Rapid Reaction: Lakers 92, Nuggets 89

The Lakers traditionally haven't played all that well in afternoon games, but for one day at least, old patterns didn't bleed into the new season. There were plenty of physical miscues, evidenced by 20 turnovers, but the Lakers displayed some serious grit and intensity, working hard for their third straight win.

Here are five takeaways...

1. Andrew Bynum makes a very, very big difference.

In his first game of the season, it didn't take long for Bynum to make an impression. On Denver's opening possession, Bynum altered Arron Afflalo's layup attempt at the bucket, cleaning up for Kobe Bryant on the perimeter, then went down and drew a shooting foul on Timofey Mozgov. He'd score L.A.'s first six points, and finish the opening quarter with 10 points on 4-of-5 from the floor, plus three rebounds. There were a few hiccups (five turnovers), but generally speaking Bynum showed good footwork and activity throughout despite the rust, working hard to establish position deep in the post and crashing the glass. He even played facilitator late in the third, spinning his way out of a double at the left elbow, putting the ball on the floor, and kicking to Steve Blake for a jumper.

And of course, there was the killer sequence late in the fourth where Bynum blocked Nene on one end, then ran the floor and scored on the other, putting the Lakers up by two.

Bynum played nearly 32 minutes in total -- not bad for a guy who said Friday he thought his minutes might be limited -- and posted a robust line of 29 points, 13 boards, and two blocks. Welcome back.

2. The looks for everyone were generally cleaner with Bynum around.

Bynum and Pau Gasol have always had moments where they struggle working together on the block, and given the relative lack of familiarity with Mike Brown's system, that there were moments Saturday where it seemed like the two of them couldn't quite work out spacing is no surprise. But between the high number of putbacks and deep post opportunities for Bynum, all high percentage, and an almost endless stream of open mid-range jumpers for Gasol (few are as automatic with those), the Lakers were treated to a lot of good opportunities for their bigs.

Having Bynum and Gasol both available on the pick and roll posed serious problems for the Nuggets, as well. In the first half, Kobe came over a Bynum screen, and as the defense collapsed on him and watched Drew roll to the bucket, Pau snuck out to the elbow for a jumper. In the fourth, Kobe used Gasol in the P'n'R, then found Bynum coming off the weakside block for a lob.

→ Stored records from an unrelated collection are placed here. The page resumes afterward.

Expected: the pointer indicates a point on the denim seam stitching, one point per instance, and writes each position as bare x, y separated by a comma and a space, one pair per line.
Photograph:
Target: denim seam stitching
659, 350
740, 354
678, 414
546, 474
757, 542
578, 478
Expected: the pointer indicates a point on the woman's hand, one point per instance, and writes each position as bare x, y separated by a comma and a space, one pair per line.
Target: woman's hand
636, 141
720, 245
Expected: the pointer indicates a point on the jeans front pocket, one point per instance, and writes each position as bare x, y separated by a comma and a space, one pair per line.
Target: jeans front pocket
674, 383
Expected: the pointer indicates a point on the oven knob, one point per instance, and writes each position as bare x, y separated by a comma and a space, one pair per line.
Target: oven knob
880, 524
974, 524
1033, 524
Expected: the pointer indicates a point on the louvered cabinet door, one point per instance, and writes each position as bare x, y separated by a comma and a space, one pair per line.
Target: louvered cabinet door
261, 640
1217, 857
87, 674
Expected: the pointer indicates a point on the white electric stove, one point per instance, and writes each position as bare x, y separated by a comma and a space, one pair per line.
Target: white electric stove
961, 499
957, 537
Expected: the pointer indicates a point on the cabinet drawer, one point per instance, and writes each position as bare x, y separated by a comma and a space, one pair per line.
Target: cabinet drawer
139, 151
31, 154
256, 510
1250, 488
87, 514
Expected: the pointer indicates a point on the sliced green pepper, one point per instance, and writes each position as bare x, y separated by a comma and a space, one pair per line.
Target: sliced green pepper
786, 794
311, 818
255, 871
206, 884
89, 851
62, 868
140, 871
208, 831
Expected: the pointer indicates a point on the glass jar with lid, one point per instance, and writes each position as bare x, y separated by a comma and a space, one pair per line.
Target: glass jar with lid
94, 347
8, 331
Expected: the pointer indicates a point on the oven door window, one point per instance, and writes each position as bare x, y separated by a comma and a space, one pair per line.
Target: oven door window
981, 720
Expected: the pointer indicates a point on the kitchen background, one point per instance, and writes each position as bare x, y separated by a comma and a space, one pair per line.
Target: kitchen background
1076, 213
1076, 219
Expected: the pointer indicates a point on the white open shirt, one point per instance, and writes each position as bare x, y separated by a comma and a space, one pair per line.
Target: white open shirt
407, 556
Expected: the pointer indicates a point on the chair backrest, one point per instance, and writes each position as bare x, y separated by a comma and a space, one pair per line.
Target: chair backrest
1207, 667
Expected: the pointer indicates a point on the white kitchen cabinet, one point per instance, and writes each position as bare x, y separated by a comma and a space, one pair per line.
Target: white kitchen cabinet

There was a great sequence early, too, where Gasol received the ball on the right block, drew the double, and kicked back to Kobe before leaving the post. As his defender went with him, Bynum filled the void, got the repost from Kobe, and scored.

Bottom line, while it's not always smooth, the Lakers are a very tough team to cover with both elite bigs available. It explains why they were a solid 37-of-62 from inside the arc, and still managed to shoot over 45 percent as a team.

3. Meanwhile, they had another awful shooting day from 3-point range.

They entered the game shooting only 31.3 percent from downtown, and most of that came in Thursday's win over New York. Today, the Lakers managed only 2-of-24, likely most of the sold out crowd might have done given the same number of chances. In some ways, I think the Lakers might be doing the opposite of last season, where they started out red hot from the arc and then cooled off as the season progressed.

They still should turn out to be a much improved group of shooters, but we're not seeing evidence of it yet. That they were able to pull this game out despite so many empty trips and relatively little success getting to the stripe (15 free throws) shows how well the Lakers played in other facets.

4. Defensive consistency is becoming the new normal.

In the early going, the Nuggets have been the NBA's highest scoring team. Yet despite missing a ton of shots from deep, normally jet fuel for a group like Denver, the Lakers held Denver to 42.5 percent shooting from the floor, a number that went down as the game went along. Coaches love that sort of thing. Down the stretch, there were some huge plays all over the floor: The aforementioned Bynum block, another swat from Gasol near the bucket, and a great diving play in the frontcourt from Derek Fisher to preserve a possession while likely preventing a run out the other way.

In the fourth quarter, Denver hit only seven shots, on 21 tries. That'll get it done.

5. The crowd was into it.

Frankly, that's not the norm at Staples, particularly early in the season and during afternoon games. They were quiet early, even through a great stretch of three straight jumpers (along with a nifty setup of Josh McRoberts) from Kobe. That normally livens up the joint. But by the second half, as Bynum continued performing well and the team showed the sort of effort on both ends fans appreciate, the building came alive.

I've questioned how much the city will embrace this team, given how dark the mood has been in the early going, and the threat of boring basketball. If today's work on the floor and in the stands is an indication, I could be wrong.